Address Translation is a mechanism to turn an address issued by a program into a real memory address to be used. There is no principal need for programs or processes to use different address spaces.
Virtual addressing is about allowing addressing more memory than there is, by providing a way to detect access to addresses that are currently not in main memory and have them brought in (one way or another)
Memory protection is about stopping one process from accessing memory assigned to another. This can and has been done long before usage of virtual addresses. For example the /360 family provides a 4-bit field for each memory page meant to hold a storage key. Similarly, a dedicated CPU register holds the key of the process running. Whenever it accesses memory with a different key, a protection fail is inserted.
Separate memory spaces are about giving every process the same (virtual) addresses, so it seems as if it's the only process on a machine - simplifying relocation issues a swell.
Equally important to this question, hardware support for virtual memory is the least important part here: it's all about an OS using this feature.
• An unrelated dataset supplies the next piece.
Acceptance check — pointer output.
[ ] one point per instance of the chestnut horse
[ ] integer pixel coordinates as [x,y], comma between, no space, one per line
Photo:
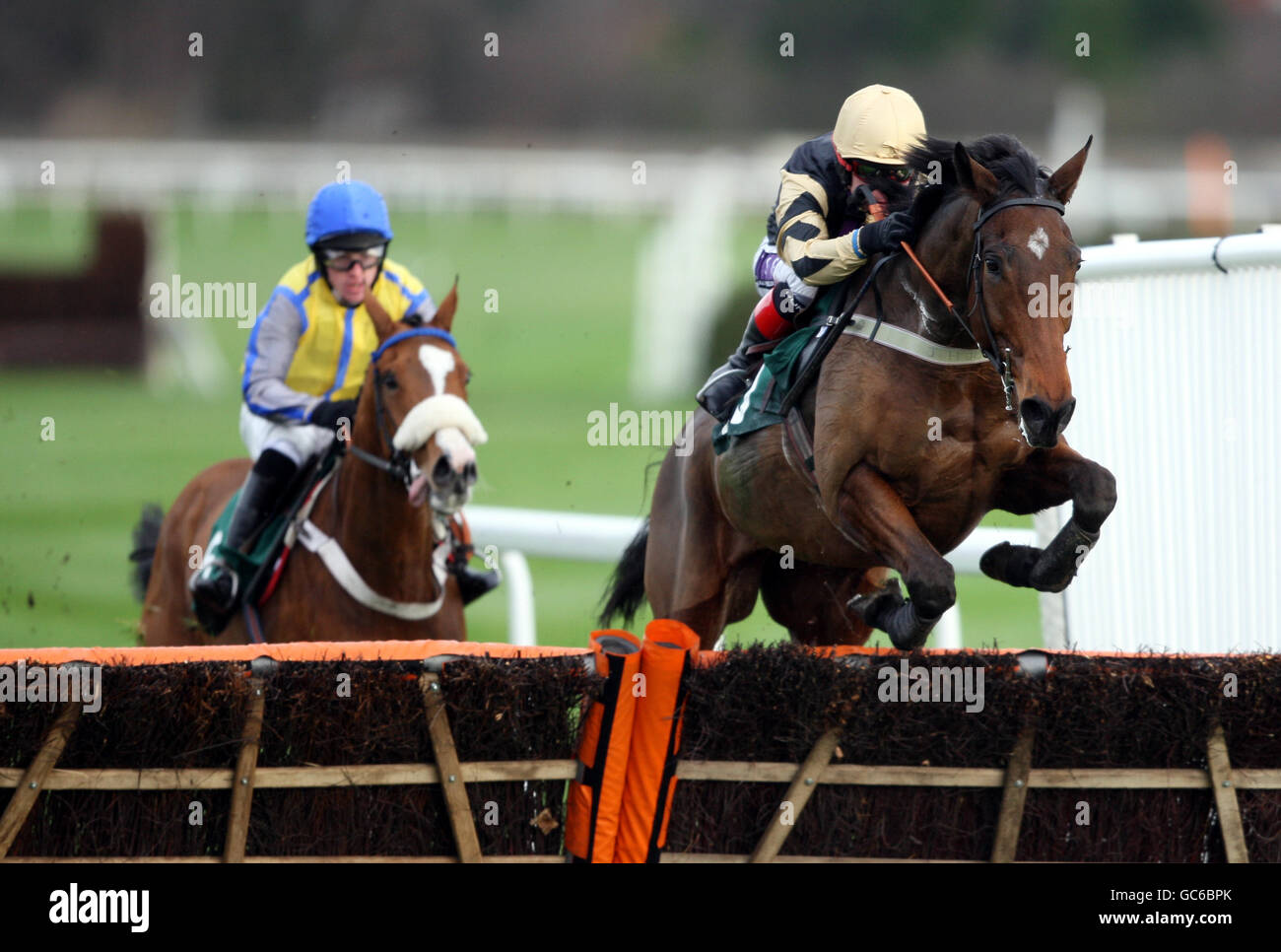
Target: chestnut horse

An OS can still provide multi-processing without virtual memory, despite the hardware being present - like Classic MacOS on a 68040 LC475.
For the Questions:
Were there any computers that did not support virtual memory?
Yes, essentially every computer did in the early days.
There were already a number of computers working when the concept of virtual addressing was first described in 1956 by F. Güntsch at TU Berlin, Germany. It wasn't until 1959 when the Manchester MUSE project showed off a first prototype of virtual addressing. Still, it only reached mainstream usage in the late 60s with the IBM 360/67.
It's important to understand that, at that time, virtual addressing wasn't about separating processes, but to allow a process to grow beyond existing memory. We all know that there is never enough memory in a computer, but that was even more scarce back in the days when mainframes with 128 KiB were considered large.
And while virtual addressing as a tool to support multiprocessing became useful in universities during the 1970s, most commercial use stayed with real mode environments to avoid the speed penalty of address translation.
The same was true when minis became a thing in the 1960s/70s - and it repeated of course with micros. Here, much as before, virtual addressing became available quite early on in the 1970s, but it wasn't until the mid-1980s that it caught on with workstations and mid 90s with mass market PC - not at least as its usage is way more of an OS issue than hardware related.
if yes, were these computers able to run multiple processes at the same time?
Of course= multi-programming and multi-processing do not rely on having virtual addressing. It only needs well-behaved processes, staying away from accessing any resources (memory, I/O, Disk, etc.) not assigned to them. Something to be expected anyway from any program, isn't it?
There have been many examples for operating systems supporting concurrent execution without virtual addressing on all classes. By just focusing on micros, a short list may look like this:
- MP/M for 8080 compatible CPUs (1979)
- OS/9 for 6809 (1979)
- MP/M-86 (later Concurrent CP/M and Concurrent DOS) for x86 (1981)
- QNX for x86 (1982)
- [OS-9/68k] port of OS/9 to 68,000 (1983). Later ported to many other architectures
- (Classic) Mac-OS for 68,000 (1984)
- Sinclair QDOS for 68,000 (1984)
- GEM for x86 and 68,000 (1985)
- Amiga OS for 68,000 (1985)
- Windows for x86 (1987)
Please note that there are many ways to run different processes, and all of the above changed over time in what types were supported, or what restrictions applied. Also, some added virtual addressing (and memory protection) in later versions.